Hometeam’s  pivot away from the private-pay space raised some eyebrows at first, given the company’s headline-making funding.

Other venture-backed home care startups that aimed to disrupt the home care space with their tech-forward approach have also faced scrutiny as they have transitioned their business models. San Francisco-based Honor, which has raised $65 million, has increasingly focused on a partnership business model that formalizes relationships with other health care providers. The now-defunct HomeHero also pivoted its model before closing in 2017.

Managed care opportunity

With its clear direction, Hometeam plans to accelerate its integration into the broader health care system.

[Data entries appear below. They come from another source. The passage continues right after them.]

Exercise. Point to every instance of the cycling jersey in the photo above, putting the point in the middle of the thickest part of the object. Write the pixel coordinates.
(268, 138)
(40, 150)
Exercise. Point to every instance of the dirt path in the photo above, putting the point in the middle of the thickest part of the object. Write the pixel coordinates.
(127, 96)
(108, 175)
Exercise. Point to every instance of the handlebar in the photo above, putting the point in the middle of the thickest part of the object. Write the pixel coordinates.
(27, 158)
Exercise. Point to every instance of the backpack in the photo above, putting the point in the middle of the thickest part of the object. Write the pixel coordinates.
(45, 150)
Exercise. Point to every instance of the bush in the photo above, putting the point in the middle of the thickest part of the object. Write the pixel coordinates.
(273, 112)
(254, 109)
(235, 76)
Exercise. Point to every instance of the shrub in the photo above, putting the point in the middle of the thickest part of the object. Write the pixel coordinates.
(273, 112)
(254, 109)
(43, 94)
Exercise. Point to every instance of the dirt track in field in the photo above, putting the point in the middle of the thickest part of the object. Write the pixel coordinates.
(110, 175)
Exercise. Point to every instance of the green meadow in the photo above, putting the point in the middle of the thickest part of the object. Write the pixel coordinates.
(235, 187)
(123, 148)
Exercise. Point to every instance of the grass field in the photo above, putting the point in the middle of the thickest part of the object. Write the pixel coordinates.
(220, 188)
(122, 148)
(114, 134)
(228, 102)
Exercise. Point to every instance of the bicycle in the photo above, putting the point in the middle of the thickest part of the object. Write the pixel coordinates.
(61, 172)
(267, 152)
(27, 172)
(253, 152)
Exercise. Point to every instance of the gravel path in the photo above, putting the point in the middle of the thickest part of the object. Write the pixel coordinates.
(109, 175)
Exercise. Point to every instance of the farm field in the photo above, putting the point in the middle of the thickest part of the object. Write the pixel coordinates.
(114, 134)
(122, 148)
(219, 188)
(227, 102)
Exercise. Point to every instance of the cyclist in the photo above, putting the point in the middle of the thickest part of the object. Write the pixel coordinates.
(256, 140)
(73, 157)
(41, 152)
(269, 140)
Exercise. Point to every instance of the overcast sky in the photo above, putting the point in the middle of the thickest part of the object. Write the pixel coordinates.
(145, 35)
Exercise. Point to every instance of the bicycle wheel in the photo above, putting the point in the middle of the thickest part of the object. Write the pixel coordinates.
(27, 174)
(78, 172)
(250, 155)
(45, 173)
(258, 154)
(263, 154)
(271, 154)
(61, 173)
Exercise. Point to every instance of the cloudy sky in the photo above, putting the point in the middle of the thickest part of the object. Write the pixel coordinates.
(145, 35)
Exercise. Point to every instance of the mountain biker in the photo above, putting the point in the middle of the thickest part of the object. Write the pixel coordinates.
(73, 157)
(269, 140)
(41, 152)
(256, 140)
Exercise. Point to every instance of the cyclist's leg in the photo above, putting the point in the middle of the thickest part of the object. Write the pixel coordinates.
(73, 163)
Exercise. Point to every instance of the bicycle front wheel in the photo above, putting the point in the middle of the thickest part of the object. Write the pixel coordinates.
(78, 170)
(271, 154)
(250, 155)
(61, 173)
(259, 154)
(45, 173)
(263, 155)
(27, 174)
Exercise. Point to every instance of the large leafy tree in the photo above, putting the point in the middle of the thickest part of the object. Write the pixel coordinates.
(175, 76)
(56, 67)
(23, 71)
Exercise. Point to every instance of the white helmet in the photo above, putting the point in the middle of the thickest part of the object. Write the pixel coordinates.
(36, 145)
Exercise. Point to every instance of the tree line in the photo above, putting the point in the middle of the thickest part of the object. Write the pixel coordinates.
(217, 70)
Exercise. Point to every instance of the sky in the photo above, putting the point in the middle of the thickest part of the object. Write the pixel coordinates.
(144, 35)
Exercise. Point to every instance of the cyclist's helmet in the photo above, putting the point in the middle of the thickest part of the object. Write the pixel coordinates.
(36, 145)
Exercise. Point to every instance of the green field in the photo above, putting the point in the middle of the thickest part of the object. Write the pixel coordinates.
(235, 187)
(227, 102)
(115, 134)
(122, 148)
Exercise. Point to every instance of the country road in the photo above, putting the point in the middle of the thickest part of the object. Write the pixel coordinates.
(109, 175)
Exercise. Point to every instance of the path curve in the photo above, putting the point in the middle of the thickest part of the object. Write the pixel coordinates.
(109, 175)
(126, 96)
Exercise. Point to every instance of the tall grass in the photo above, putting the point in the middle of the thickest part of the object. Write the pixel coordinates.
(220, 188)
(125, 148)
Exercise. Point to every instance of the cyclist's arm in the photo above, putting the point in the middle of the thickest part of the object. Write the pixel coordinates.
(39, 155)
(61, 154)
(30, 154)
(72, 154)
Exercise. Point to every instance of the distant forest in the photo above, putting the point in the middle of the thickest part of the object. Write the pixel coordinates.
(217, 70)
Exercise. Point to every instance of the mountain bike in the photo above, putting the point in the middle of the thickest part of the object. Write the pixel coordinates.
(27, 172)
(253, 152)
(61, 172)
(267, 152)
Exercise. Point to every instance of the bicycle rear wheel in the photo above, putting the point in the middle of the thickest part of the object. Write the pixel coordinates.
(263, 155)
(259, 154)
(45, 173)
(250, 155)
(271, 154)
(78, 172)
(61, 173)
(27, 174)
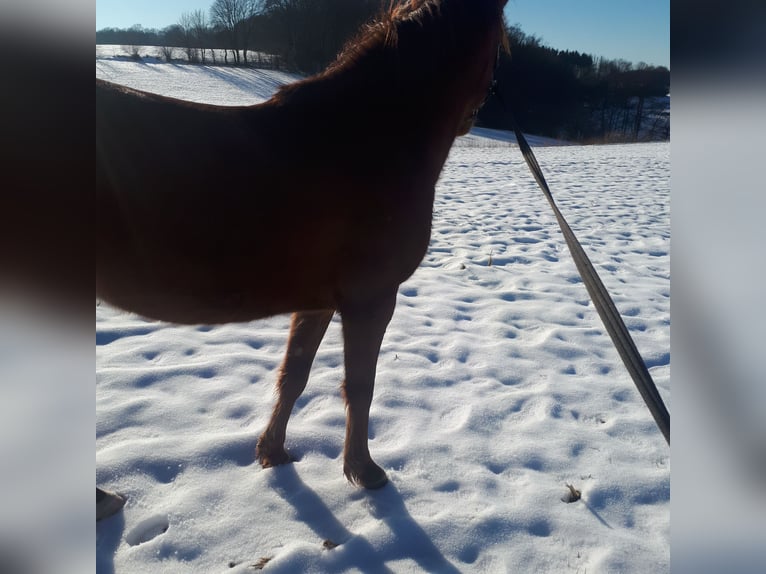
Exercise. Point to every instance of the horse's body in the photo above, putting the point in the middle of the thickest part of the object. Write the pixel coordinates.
(318, 200)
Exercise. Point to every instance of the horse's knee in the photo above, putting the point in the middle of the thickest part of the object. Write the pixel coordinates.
(366, 474)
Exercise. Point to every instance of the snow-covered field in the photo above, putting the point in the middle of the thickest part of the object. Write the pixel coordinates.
(497, 386)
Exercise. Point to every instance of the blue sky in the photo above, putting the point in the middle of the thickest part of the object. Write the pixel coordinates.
(634, 30)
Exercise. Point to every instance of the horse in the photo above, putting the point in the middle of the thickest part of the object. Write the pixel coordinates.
(316, 201)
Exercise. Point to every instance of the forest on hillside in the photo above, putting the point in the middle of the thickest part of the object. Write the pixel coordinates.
(556, 93)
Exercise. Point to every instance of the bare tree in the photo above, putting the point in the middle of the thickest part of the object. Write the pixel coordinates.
(199, 31)
(186, 25)
(234, 18)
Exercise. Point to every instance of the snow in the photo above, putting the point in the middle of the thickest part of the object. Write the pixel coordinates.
(496, 387)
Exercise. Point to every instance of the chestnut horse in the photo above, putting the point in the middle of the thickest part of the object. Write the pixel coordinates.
(316, 201)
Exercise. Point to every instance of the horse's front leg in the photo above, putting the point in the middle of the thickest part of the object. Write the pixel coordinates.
(363, 329)
(306, 333)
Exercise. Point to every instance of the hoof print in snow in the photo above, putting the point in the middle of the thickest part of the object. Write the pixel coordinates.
(572, 496)
(260, 564)
(147, 530)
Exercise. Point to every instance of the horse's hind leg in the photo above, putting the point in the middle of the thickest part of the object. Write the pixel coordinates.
(306, 333)
(363, 329)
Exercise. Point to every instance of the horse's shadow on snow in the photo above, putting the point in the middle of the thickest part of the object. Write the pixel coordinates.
(409, 540)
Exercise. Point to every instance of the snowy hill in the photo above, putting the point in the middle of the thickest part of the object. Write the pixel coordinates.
(497, 386)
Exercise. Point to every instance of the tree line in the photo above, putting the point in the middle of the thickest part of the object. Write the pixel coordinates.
(562, 94)
(571, 95)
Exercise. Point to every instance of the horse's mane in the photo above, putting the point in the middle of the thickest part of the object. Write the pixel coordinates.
(380, 35)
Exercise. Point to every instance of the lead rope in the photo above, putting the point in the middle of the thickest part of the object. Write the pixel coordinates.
(605, 306)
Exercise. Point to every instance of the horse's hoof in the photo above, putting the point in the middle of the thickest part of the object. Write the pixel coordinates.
(371, 477)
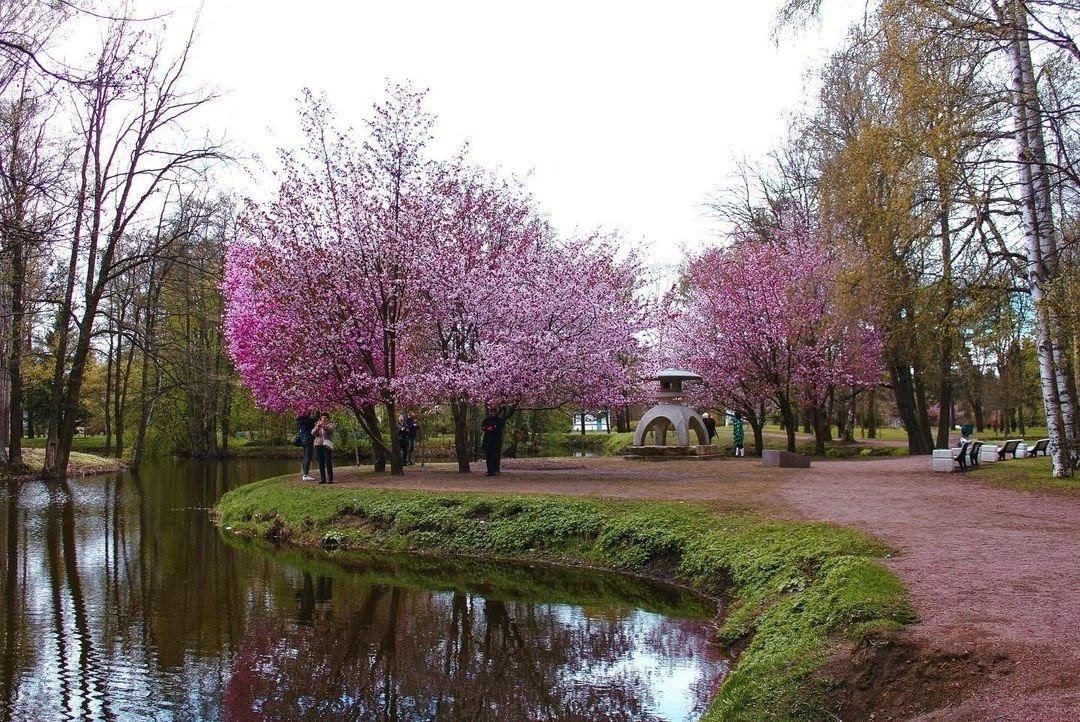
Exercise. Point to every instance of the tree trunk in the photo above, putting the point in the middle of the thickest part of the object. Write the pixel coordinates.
(1042, 248)
(787, 413)
(459, 413)
(903, 386)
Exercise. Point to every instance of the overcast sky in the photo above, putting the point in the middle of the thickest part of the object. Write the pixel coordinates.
(626, 114)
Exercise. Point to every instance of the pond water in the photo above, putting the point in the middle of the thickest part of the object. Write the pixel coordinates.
(122, 601)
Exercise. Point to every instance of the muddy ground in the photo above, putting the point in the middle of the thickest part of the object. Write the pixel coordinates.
(994, 573)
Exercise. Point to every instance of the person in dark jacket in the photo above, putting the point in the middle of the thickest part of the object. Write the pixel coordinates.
(305, 427)
(409, 428)
(493, 440)
(323, 434)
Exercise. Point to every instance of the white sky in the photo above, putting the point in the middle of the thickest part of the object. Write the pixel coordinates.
(628, 114)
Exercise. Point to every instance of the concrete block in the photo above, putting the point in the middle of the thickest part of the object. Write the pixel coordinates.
(784, 459)
(943, 460)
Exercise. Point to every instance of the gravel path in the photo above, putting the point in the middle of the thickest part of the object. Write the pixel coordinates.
(994, 573)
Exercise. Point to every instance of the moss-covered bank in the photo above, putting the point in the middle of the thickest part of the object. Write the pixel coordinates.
(797, 591)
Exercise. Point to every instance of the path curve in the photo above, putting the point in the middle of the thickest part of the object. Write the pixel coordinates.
(993, 573)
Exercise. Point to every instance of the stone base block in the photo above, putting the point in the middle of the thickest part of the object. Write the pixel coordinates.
(784, 459)
(943, 461)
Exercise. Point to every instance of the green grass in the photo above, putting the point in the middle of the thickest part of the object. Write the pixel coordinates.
(795, 589)
(1027, 475)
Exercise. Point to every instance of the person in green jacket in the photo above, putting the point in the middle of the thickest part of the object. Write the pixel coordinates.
(738, 435)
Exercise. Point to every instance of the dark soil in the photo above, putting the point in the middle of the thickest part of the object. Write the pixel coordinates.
(994, 573)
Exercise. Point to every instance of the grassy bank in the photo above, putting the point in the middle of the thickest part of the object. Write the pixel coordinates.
(797, 591)
(79, 464)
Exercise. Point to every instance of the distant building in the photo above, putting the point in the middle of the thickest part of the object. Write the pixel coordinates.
(594, 422)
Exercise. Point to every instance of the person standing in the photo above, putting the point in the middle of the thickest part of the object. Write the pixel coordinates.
(323, 434)
(493, 440)
(710, 426)
(305, 427)
(738, 435)
(409, 439)
(402, 437)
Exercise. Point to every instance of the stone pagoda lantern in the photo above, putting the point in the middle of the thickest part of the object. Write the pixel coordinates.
(671, 413)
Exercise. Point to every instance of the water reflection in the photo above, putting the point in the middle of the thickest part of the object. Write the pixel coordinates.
(122, 602)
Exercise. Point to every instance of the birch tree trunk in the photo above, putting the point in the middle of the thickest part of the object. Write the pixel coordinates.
(1042, 249)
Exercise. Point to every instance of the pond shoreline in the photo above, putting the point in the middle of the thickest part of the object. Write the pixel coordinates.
(805, 598)
(79, 464)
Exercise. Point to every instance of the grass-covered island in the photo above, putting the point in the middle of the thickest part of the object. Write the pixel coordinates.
(802, 599)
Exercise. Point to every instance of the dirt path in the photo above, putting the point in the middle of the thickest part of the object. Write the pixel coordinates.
(994, 574)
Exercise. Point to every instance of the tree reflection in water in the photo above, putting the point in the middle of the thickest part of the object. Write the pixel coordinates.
(401, 654)
(121, 601)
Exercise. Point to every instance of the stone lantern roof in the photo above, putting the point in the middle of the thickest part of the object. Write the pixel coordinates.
(671, 383)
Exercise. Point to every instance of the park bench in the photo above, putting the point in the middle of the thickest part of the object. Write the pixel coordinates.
(1010, 446)
(1041, 445)
(953, 459)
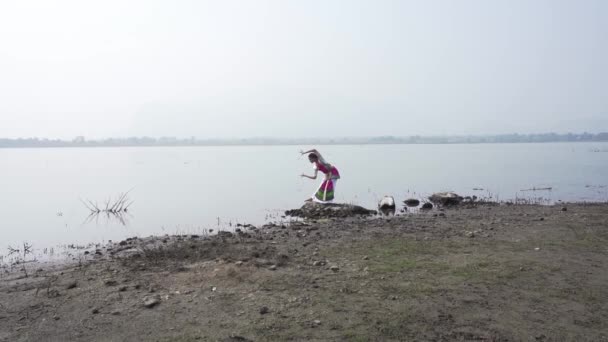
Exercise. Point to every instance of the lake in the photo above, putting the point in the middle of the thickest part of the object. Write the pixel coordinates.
(193, 189)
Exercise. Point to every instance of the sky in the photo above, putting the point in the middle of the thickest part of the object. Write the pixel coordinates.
(315, 68)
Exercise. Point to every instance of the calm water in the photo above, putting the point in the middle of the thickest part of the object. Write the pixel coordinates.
(186, 189)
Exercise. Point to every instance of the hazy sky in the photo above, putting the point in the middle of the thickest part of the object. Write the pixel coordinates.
(302, 68)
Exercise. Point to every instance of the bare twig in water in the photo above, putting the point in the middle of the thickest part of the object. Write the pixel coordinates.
(12, 250)
(116, 208)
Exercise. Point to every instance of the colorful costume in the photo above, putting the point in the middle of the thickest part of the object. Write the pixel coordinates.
(325, 193)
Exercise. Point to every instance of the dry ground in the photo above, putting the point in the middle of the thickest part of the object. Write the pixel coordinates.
(485, 273)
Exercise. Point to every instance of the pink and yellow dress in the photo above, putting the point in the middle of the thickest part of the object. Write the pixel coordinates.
(325, 193)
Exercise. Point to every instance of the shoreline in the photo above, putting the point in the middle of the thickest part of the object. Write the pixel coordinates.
(484, 272)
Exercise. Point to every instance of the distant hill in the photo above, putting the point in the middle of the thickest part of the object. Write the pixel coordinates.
(172, 141)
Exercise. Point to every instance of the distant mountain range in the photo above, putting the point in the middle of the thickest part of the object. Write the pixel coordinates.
(172, 141)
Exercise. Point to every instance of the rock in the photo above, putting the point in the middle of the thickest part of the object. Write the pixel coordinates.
(387, 202)
(313, 210)
(151, 301)
(110, 282)
(224, 234)
(446, 198)
(412, 202)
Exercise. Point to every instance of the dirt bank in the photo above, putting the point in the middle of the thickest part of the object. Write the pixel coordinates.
(484, 273)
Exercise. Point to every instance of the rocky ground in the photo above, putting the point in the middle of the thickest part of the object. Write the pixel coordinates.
(474, 273)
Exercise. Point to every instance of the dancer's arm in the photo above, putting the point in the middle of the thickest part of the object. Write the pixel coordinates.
(311, 177)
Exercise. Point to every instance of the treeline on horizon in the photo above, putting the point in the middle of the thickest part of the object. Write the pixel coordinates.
(173, 141)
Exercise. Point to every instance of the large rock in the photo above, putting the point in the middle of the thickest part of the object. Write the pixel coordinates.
(313, 210)
(412, 202)
(446, 198)
(387, 205)
(387, 202)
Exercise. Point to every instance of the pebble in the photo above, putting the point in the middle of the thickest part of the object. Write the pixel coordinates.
(151, 302)
(110, 282)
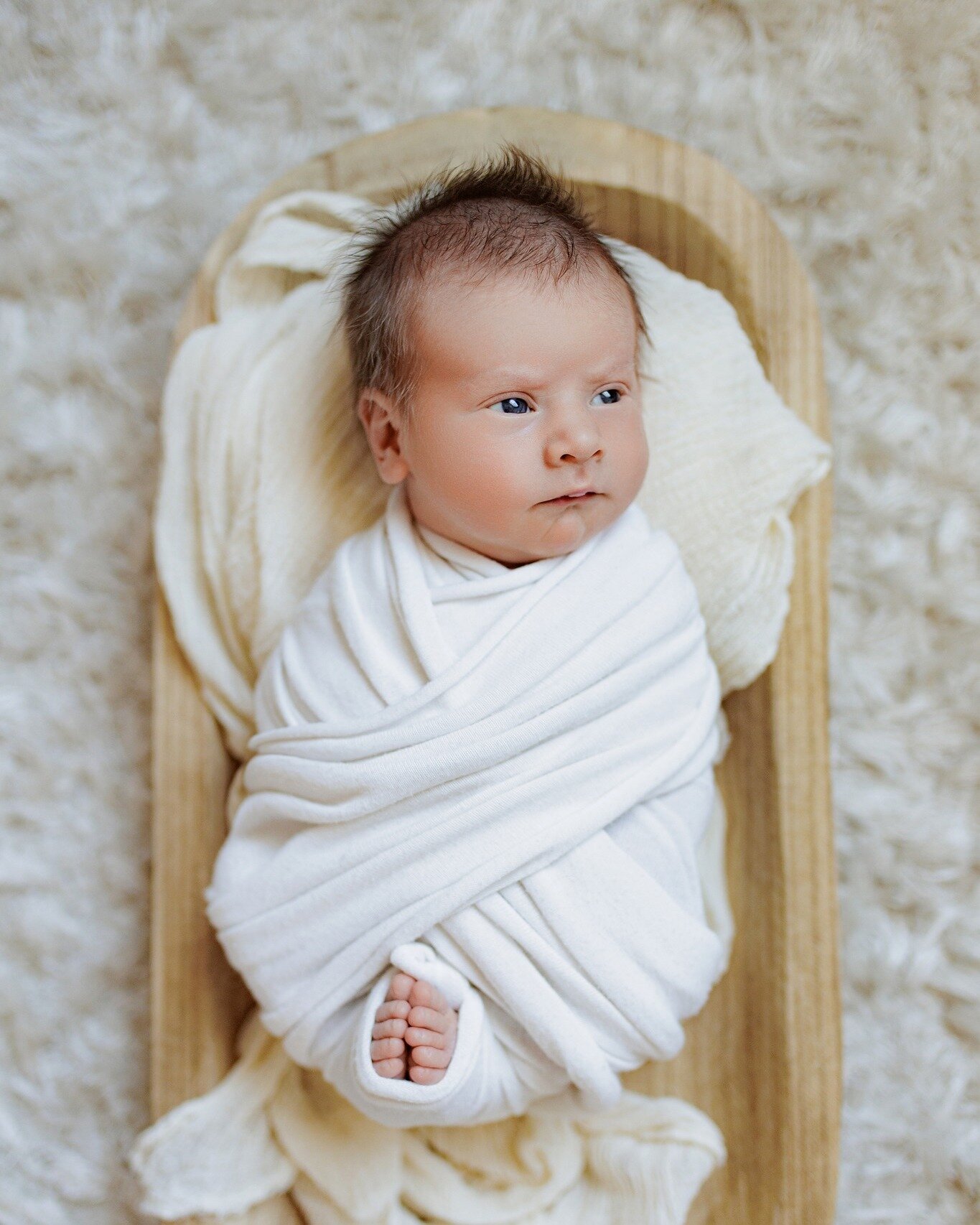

It will do so “very simply, by working with managed care organizations,” Klein said. “What that does is give us the ability to work with networks, physicians, certified agencies and skilled nursing facilities (SNFs). Because of what we are doing, we have the ability to work with other players in the delivery system. We’re not limiting ourselves to managed care companies.”

However, Hometeam is not working with vertically integrated systems today; rather it’s sticking to the ER and hospital side.

“The hospital and ER portion is what we’re trying to control through the personal care efforts,” he said.

Hometeam is currently involved in a partnership with a New York health system to take care of dual-eligible beneficiaries and provide personal care and home health care services, Klein said. The arrangement includes the agency’s fee-for-service base rate and a “value-based component” on top of it.

The company will also look to expand in the Medicare Advantage (MA) landscape. CMS recently included non-skilled in-home supports as a supplemental benefit for MA in 2019, opening the door for personal care providers to integrate into these plans. Special Needs Plans (SNPs) for dual eligibles, which are a form of MA plan and provide a managed care option for those with specialized needs, will also be one of Hometeam’s “target markets,” Klein said.

While Hometeam is no longer accepting new private-pay clients, its website still includes an inquiry page for services. The website will be updated, according to Klein, though Hometeam is still providing private pay care to its legacy clients who began care prior to the decision to go all-in on duals and Medicare.